The spokesman says the arrested deserve a “presumption of innocence,” so, for now, FIFA won’t force them from power. He says an internal “ethics committee” will decide their fate—at least within FIFA.

The police rounded up seven current FIFA officials, including Eduardo Li, Julio Rocha, Costas Takkas, Jose Maria Marin, Eugenio Figueredo, and Rafael Esquivel. The authorities also arrested Jeffrey Webb, a current vice president, and Jack Warner, a former vice president, in addition to several businessmen.

U.S. Attorney General Loretta Lynch alleges that the FIFA malefactors pocketed $150 million in bribes. A half dozen of the officials already plan to fight extradition from Switzerland to the United States.

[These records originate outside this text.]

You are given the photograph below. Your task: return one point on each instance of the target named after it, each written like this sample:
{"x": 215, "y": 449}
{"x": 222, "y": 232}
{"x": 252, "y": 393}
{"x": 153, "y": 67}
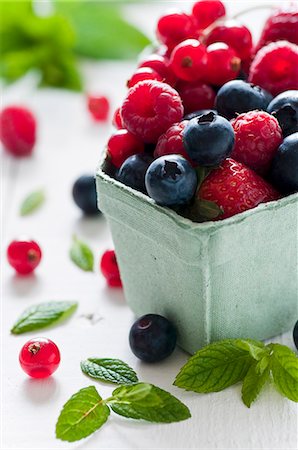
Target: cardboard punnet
{"x": 231, "y": 278}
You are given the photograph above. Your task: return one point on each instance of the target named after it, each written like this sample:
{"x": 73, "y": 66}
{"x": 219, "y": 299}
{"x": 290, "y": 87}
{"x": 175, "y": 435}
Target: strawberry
{"x": 281, "y": 25}
{"x": 17, "y": 130}
{"x": 235, "y": 188}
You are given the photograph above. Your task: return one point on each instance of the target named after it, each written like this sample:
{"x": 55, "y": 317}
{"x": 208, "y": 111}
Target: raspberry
{"x": 196, "y": 96}
{"x": 257, "y": 138}
{"x": 117, "y": 119}
{"x": 236, "y": 188}
{"x": 234, "y": 35}
{"x": 17, "y": 130}
{"x": 150, "y": 108}
{"x": 121, "y": 145}
{"x": 99, "y": 107}
{"x": 188, "y": 60}
{"x": 160, "y": 64}
{"x": 207, "y": 11}
{"x": 281, "y": 25}
{"x": 171, "y": 142}
{"x": 143, "y": 73}
{"x": 174, "y": 28}
{"x": 223, "y": 64}
{"x": 275, "y": 67}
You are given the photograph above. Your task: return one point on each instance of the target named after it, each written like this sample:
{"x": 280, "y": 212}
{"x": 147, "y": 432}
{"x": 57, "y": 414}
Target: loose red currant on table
{"x": 150, "y": 108}
{"x": 39, "y": 357}
{"x": 160, "y": 64}
{"x": 257, "y": 138}
{"x": 99, "y": 107}
{"x": 195, "y": 96}
{"x": 121, "y": 145}
{"x": 17, "y": 130}
{"x": 223, "y": 64}
{"x": 175, "y": 27}
{"x": 275, "y": 67}
{"x": 188, "y": 60}
{"x": 109, "y": 269}
{"x": 24, "y": 256}
{"x": 234, "y": 35}
{"x": 207, "y": 11}
{"x": 144, "y": 73}
{"x": 117, "y": 119}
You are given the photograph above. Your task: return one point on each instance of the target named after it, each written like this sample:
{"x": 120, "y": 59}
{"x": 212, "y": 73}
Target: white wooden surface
{"x": 69, "y": 144}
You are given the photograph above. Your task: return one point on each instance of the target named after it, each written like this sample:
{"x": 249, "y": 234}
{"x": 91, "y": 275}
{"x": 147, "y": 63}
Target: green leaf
{"x": 93, "y": 23}
{"x": 215, "y": 367}
{"x": 32, "y": 202}
{"x": 81, "y": 255}
{"x": 43, "y": 315}
{"x": 156, "y": 406}
{"x": 112, "y": 370}
{"x": 284, "y": 367}
{"x": 254, "y": 382}
{"x": 84, "y": 413}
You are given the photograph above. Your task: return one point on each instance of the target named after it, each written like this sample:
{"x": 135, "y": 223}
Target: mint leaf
{"x": 254, "y": 382}
{"x": 215, "y": 367}
{"x": 107, "y": 369}
{"x": 284, "y": 367}
{"x": 93, "y": 22}
{"x": 32, "y": 202}
{"x": 81, "y": 255}
{"x": 84, "y": 413}
{"x": 43, "y": 315}
{"x": 156, "y": 406}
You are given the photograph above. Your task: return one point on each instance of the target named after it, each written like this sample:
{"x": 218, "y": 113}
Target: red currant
{"x": 195, "y": 96}
{"x": 123, "y": 144}
{"x": 188, "y": 60}
{"x": 24, "y": 256}
{"x": 207, "y": 11}
{"x": 117, "y": 119}
{"x": 160, "y": 64}
{"x": 109, "y": 269}
{"x": 99, "y": 107}
{"x": 223, "y": 64}
{"x": 175, "y": 27}
{"x": 144, "y": 73}
{"x": 234, "y": 35}
{"x": 39, "y": 357}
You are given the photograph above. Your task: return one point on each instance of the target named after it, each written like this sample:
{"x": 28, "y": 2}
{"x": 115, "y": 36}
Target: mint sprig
{"x": 222, "y": 364}
{"x": 81, "y": 254}
{"x": 85, "y": 412}
{"x": 43, "y": 315}
{"x": 32, "y": 202}
{"x": 110, "y": 370}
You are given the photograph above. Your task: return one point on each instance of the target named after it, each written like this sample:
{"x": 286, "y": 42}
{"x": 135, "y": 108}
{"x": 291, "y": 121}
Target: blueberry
{"x": 208, "y": 139}
{"x": 152, "y": 338}
{"x": 133, "y": 170}
{"x": 284, "y": 169}
{"x": 285, "y": 108}
{"x": 170, "y": 180}
{"x": 198, "y": 113}
{"x": 295, "y": 334}
{"x": 84, "y": 194}
{"x": 237, "y": 96}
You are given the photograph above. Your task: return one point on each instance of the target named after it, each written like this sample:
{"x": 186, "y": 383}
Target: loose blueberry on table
{"x": 39, "y": 357}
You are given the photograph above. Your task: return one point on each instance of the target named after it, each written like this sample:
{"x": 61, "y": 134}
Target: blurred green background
{"x": 51, "y": 37}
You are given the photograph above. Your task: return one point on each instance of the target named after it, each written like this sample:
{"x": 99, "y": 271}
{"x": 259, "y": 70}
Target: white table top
{"x": 69, "y": 144}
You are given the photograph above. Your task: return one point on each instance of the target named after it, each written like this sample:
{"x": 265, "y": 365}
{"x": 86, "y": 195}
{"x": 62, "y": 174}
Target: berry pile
{"x": 210, "y": 121}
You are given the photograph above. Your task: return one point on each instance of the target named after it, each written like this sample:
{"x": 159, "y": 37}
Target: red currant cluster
{"x": 206, "y": 94}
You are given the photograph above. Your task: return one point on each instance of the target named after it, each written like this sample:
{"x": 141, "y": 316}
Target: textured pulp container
{"x": 232, "y": 278}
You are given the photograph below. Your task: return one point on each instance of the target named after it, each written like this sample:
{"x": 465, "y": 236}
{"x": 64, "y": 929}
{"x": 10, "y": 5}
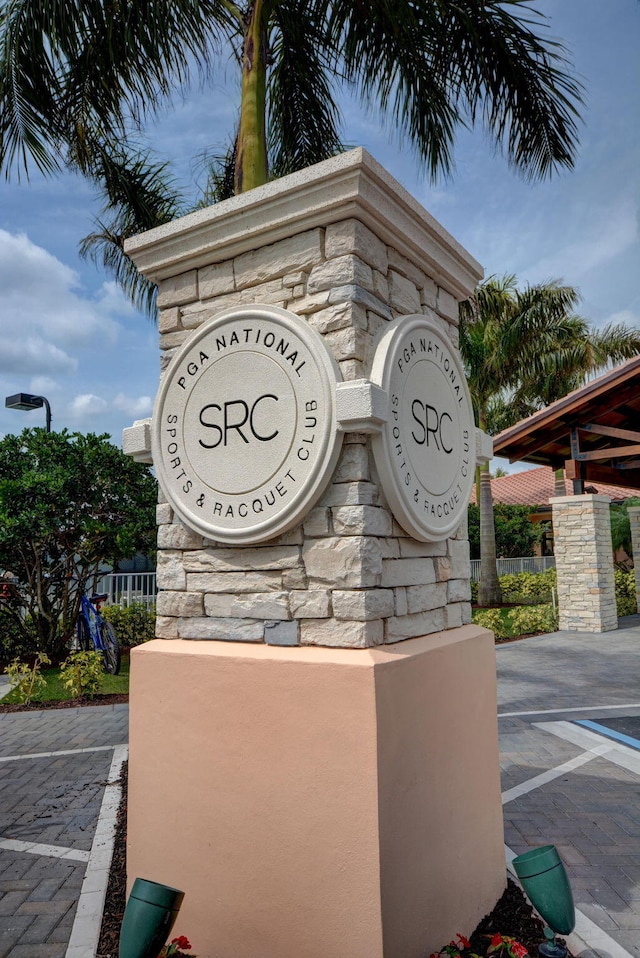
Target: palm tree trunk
{"x": 489, "y": 591}
{"x": 251, "y": 160}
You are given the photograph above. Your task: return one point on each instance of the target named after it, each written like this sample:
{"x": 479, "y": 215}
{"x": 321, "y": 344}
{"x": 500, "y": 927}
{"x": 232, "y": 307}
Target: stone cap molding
{"x": 587, "y": 497}
{"x": 349, "y": 186}
{"x": 136, "y": 441}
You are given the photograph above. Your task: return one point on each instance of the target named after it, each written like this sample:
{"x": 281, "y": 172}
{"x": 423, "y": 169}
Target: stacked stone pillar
{"x": 313, "y": 736}
{"x": 584, "y": 563}
{"x": 634, "y": 520}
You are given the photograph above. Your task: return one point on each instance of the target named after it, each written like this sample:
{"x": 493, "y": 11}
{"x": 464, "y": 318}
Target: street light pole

“You cannot expect that at six o’clock in the morning the attorney general shows up and arrests people and that we would say that they are to be suspended right away,” the spokesman said to an auditorium packed with reporters. He did not mention removing the charged officials through temporary suspensions until they resolve their cases or other options short of immediate termination.

De Gregorio repeatedly maintained that FIFA, rather than the perpetrator of the malfeasance, deserved credit for cleaning up the corruption. He insisted that the raids, though catching the body by surprise as they did the sleeping officials, stemmed from FIFA appealing to authorities for assistance on November 18.

“We can clean up until a certain point,” De Gregorio reasoned. “But we need the support of the authorities.”